Workers should fight back. The unions today may appear weak yet they still remain an important social movement. The activities of trade unions are important to defend the interests of workers against the bosses but they should also be encouraging the spread of ideas that would end the capitalist economic system. If you accept the logic of capitalism, you play by its rules. Ask yourself this: Why should we have to fight the same battles over and over again? The crisis has shifted the balance of forces in favour of employers. Even under the best of circumstances unions have to work hard to get wages to go up but with the recession unions can only try to put a brake on the downward slide and try to stop things getting worse. Is this the only future? Yes, within the context of the capitalist system, it is. But capitalism is not the only possible way of organising the production and distribution of the things we need. Without a decent anti-capitalist argument, and an idea of what we are fighting for, we¹ve lost before we’ve begun.

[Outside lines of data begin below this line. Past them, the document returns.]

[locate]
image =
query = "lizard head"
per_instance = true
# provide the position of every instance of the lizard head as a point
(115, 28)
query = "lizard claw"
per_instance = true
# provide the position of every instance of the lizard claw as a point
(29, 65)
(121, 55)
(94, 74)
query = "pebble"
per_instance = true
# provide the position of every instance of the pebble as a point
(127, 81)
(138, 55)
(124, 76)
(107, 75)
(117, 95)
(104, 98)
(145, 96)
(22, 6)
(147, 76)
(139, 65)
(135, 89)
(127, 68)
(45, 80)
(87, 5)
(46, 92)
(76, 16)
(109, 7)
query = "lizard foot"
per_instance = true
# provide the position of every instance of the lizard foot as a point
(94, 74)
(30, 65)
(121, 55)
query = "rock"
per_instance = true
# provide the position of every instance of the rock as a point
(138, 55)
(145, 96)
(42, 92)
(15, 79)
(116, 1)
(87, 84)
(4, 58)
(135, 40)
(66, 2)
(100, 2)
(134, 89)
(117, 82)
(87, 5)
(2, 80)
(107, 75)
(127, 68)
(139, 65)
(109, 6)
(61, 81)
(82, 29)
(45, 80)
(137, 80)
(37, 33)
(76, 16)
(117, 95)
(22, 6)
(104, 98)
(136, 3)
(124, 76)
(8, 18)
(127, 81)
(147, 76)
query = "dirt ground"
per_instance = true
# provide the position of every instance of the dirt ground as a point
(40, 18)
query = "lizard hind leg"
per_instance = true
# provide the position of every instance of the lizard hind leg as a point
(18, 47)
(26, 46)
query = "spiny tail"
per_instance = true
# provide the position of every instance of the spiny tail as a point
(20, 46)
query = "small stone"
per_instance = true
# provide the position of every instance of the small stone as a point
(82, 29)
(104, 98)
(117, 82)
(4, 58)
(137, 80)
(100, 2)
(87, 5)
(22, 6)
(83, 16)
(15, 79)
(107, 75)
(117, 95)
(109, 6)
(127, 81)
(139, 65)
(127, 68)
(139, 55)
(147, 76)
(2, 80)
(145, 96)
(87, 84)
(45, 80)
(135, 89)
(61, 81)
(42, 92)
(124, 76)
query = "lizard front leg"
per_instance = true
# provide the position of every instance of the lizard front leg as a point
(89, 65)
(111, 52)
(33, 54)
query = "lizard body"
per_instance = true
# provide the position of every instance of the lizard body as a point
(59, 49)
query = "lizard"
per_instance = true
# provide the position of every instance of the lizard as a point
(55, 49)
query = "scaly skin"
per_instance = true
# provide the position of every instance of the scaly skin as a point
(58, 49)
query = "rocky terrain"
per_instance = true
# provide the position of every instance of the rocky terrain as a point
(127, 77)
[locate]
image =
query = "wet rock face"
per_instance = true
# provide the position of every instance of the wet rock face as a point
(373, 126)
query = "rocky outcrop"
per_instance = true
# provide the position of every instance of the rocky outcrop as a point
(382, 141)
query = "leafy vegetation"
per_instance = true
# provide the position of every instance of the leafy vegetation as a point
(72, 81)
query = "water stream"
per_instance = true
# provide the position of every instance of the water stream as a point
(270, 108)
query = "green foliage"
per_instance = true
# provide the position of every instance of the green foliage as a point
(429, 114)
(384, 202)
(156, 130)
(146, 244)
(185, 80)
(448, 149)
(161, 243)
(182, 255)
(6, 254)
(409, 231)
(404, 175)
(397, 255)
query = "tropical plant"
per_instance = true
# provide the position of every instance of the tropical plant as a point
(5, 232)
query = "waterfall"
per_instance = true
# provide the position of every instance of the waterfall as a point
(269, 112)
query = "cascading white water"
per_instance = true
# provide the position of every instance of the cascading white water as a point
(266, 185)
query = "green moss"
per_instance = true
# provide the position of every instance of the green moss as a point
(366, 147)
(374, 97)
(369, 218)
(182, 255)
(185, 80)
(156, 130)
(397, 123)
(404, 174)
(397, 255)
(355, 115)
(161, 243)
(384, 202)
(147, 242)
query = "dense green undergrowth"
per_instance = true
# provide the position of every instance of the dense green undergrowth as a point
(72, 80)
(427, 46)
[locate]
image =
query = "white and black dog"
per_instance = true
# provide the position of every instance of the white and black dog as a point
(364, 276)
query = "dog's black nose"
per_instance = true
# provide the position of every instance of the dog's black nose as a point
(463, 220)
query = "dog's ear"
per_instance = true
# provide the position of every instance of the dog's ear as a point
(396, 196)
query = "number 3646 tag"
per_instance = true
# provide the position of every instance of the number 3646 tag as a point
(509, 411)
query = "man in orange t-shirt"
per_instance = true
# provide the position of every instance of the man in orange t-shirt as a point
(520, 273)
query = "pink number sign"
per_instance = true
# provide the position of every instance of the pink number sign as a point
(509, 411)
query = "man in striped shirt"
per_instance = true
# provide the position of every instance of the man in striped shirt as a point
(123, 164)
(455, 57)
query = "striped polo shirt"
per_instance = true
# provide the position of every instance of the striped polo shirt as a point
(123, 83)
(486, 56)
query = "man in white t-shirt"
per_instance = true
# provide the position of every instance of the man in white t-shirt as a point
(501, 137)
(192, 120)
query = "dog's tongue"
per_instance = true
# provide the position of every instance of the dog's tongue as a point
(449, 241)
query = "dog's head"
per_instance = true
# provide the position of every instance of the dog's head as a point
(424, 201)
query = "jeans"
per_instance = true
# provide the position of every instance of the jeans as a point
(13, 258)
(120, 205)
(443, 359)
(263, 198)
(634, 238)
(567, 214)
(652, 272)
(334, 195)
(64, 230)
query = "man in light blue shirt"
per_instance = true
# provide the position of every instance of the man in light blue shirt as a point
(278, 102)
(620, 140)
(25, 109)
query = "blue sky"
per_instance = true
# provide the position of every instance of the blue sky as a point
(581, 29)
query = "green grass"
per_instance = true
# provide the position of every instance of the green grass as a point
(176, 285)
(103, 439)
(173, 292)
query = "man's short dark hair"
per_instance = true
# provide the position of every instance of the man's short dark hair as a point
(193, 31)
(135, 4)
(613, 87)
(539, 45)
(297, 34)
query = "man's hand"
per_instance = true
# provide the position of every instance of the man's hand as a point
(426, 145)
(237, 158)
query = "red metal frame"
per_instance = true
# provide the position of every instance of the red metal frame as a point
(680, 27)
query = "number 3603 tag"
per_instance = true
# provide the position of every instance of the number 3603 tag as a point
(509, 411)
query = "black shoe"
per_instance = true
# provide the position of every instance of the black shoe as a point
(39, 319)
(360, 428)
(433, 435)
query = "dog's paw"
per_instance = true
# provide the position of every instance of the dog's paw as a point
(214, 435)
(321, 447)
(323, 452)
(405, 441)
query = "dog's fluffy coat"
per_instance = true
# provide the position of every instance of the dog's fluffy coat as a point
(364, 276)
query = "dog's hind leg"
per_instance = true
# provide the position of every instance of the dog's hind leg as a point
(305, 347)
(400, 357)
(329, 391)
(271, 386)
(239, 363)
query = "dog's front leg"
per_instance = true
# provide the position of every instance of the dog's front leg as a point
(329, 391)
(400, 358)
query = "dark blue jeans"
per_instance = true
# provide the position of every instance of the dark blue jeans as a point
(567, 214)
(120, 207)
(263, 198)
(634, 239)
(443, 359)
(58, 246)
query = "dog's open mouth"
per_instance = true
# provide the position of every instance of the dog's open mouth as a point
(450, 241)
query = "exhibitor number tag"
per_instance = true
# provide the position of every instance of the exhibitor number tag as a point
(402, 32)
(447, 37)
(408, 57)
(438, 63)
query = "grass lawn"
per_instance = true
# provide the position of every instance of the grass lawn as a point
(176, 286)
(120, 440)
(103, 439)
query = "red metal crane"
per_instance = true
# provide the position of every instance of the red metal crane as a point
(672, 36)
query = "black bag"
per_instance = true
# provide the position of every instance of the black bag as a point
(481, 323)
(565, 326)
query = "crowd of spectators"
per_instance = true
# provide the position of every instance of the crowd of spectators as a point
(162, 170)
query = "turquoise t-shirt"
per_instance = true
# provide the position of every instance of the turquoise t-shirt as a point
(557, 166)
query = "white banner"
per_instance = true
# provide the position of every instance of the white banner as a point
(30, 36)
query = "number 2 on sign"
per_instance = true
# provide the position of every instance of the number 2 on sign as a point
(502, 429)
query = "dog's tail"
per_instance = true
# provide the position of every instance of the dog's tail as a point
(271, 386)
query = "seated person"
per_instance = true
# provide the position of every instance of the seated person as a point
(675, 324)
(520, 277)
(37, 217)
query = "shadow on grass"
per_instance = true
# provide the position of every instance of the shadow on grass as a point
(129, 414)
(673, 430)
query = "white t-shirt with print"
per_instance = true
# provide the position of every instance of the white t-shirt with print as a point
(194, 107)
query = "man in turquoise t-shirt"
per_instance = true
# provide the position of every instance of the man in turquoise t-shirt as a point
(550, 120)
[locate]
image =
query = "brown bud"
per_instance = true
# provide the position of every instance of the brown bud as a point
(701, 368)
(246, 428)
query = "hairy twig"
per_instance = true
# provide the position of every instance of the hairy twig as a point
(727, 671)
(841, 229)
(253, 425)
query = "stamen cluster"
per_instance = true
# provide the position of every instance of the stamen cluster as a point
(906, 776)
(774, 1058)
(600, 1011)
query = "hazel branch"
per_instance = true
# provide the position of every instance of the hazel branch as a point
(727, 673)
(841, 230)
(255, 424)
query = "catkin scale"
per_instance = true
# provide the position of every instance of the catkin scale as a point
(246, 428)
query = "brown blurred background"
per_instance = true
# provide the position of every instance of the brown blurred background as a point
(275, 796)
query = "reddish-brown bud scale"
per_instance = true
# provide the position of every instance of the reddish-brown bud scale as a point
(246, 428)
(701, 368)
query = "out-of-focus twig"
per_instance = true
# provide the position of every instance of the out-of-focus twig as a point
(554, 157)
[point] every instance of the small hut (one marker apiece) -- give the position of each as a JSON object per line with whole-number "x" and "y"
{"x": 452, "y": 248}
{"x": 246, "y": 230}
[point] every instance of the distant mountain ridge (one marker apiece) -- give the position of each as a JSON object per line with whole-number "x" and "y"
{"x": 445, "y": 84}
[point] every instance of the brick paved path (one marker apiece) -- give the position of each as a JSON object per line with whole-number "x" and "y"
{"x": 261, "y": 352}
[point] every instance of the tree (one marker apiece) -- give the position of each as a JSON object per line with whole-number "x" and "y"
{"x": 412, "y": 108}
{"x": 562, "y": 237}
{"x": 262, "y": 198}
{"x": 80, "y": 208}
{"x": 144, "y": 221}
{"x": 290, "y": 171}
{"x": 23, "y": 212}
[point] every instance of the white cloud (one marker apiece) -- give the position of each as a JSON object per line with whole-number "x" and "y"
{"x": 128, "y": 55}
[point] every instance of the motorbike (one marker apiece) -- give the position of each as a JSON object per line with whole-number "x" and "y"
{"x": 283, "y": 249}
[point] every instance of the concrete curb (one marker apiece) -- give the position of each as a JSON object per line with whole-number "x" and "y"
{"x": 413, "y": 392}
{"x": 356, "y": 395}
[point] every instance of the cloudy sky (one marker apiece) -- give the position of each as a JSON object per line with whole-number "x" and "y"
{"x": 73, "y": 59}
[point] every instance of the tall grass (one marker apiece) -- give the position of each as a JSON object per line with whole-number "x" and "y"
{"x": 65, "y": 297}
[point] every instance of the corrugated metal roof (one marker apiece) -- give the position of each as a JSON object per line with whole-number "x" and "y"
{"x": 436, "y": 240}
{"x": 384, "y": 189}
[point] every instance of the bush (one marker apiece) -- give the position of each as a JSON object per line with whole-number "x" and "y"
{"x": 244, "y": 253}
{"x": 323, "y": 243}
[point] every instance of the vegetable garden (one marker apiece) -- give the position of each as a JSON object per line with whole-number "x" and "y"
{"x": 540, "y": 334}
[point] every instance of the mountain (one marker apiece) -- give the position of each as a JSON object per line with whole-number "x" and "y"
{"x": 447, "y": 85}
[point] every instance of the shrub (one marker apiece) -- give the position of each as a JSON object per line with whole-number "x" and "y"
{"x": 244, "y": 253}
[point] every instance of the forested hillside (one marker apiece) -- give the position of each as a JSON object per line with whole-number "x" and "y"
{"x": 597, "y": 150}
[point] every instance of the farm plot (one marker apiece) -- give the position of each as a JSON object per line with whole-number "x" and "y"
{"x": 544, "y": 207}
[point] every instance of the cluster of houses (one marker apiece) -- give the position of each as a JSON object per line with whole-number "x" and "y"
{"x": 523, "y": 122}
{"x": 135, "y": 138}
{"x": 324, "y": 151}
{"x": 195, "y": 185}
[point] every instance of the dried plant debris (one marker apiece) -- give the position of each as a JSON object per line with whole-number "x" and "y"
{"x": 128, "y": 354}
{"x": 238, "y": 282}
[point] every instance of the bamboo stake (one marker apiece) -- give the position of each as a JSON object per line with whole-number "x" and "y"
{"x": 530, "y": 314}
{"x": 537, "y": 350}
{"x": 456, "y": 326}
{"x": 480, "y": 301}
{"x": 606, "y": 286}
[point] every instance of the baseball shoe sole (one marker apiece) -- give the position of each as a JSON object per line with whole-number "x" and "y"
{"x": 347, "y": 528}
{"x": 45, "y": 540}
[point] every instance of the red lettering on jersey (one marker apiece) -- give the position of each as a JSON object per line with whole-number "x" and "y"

Socialists argue that our current economic system is fundamentally undemocratic because those that produce all of the wealth have no say in how it is put to use, and those that control most of the wealth had nothing to do with creating it. Workers have little control over their future and must decide whether life under capitalism is really the future they want. Workers can and should organise to end capitalism which forces them to work for wages to live. We need to get rid of the master, take the means of making a living under our collective ownership and control, and organise our own lives, democratically. We should organise a system based on producing the things we need simply because we need them and not to make a profit. Production for use, not production for profit. We need socialism, the common ownership and democratic control of the means of production.